И тут она вспомнила! Ну как же можно было забыть! Ведь Никита предупредил ее, что именно в этот день уедет в город с ночевкой и пса с собой возьмет, прививку ему надо сделать. Нет, она действительно стала забывать все. Он же ей долго толковал про свои дела и объяснял, зачем именно ему нужно отъехать. А она, естественно, отключилась, когда о неинтересном для нее шла речь.
– Ну, ладно, зато прошлась, – утешила себя Надя.

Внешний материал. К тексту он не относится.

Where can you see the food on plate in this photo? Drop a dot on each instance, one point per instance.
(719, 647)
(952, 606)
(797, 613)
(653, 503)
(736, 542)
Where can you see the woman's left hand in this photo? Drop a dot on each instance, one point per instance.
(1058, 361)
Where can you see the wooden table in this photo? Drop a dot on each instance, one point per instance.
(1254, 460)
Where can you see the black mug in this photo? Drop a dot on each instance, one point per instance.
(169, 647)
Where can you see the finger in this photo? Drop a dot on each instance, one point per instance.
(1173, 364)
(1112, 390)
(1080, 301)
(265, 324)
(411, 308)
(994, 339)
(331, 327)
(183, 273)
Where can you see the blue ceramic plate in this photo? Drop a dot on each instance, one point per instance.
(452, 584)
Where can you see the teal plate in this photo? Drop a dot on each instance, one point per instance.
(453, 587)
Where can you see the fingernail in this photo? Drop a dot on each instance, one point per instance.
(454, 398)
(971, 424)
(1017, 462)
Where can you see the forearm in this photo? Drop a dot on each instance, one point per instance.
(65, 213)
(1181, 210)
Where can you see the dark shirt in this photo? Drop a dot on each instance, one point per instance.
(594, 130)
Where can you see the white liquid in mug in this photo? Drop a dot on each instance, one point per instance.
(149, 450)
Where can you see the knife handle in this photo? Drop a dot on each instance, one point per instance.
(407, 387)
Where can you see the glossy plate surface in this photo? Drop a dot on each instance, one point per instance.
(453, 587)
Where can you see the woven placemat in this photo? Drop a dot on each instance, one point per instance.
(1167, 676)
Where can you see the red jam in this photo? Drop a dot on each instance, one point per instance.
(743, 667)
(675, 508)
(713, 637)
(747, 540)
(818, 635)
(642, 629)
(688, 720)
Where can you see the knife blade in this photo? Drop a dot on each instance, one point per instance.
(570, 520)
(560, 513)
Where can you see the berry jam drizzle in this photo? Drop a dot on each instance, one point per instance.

Она достала из кармана куртки блокнот с ручкой, которые всегда брала с собой и сейчас, к счастью, не забыла, и накатала Никите записку про свою забывчивость, про незаряженный телефон, про свое намерение уехать завтра, но если до тех пор он вернется, пусть зайдет, он очень нужен ей.
Бросила записку в почтовый ящик. А вдруг он не заметит ее послание? Не заглянет внутрь? А она будет напрасно ждать и ничего не понимать.
Пришлось написать еще два послания. Первое гласило: «Никита! Обязательно зайди ко мне, ты мне очень нужен!!! Надя».
Этот крик души она прикрепила к гвоздю, торчавшему из штакетины непосредственно над замком. Второй блокнотный листочек объявлял: «Никита! Достань из почтового ящика мое письмо! Это очень важно! Надя».
Данную информацию она разместила над почтовым ящиком. Оставалось только надеяться на то, что записки не унесет ураганный ветер и не смоет тропический ливень – обычные дождь с ветром были им не страшны благодаря козырьку над воротами.
Возвращалась она молча. Медленно, размеренно шла мимо знакомых с детства домиков, которые почти не заметила, когда с такой скоростью и беспардонным пением неслась к Никитиному двору.
Сыта по горло
Сыта была одинокими раздумьями по горло. Ее пребывание на даче превращается в какое-то сплошное непрерывное нагнетание тревожности.
Все эти дикие несуразицы: белый лист на стене, пропажа подзаряжалки (ведь помнится, что брала), тетрадь эта сегодня на столе – это ведь все мнится от одиночества. Напрасно она загоняла проблему все глубже и глубже, вместо того чтобы кардинально ее решить.
Она ясно поняла, что следовало предпринять, уже после получения того гнусного «подарочка». Существует масса сыскных агентств. Надо было обратиться к профессионалам. Вполне вероятно, что и до вторжения дело бы не дошло тогда. Это первое.
И второе – надо завести собаку. Мальчишки давно умоляют. Ей просто не хотелось хлопот.
Пусть будет у них еще один член семьи и надежный защитник к тому же. Вот уж никто бы не сунулся! И сейчас, будь с ней собака, было бы у нее надежное чувство личной безопасности вместо этой внутренней дрожи и неуверенности. Так она и сделает, когда вернется. Ребята прилетят, а дома нежданная радость. Вот им будет счастье!
Домой захотелось нестерпимо. Она так и решила: «Завтра – домой!» Сегодня бегло просмотрит дневники, не вчитываясь, выделит основную сюжетную линию судьбы Александры Александровны. Таким образом, дачное ее уединение не будет считаться зряшным: она в результате надеется иметь цельное представление о содержании дневников. Правда, она уже и сейчас не сомневается, что записки ей попались ценнейшие, из тех, что называют «документами эпохи».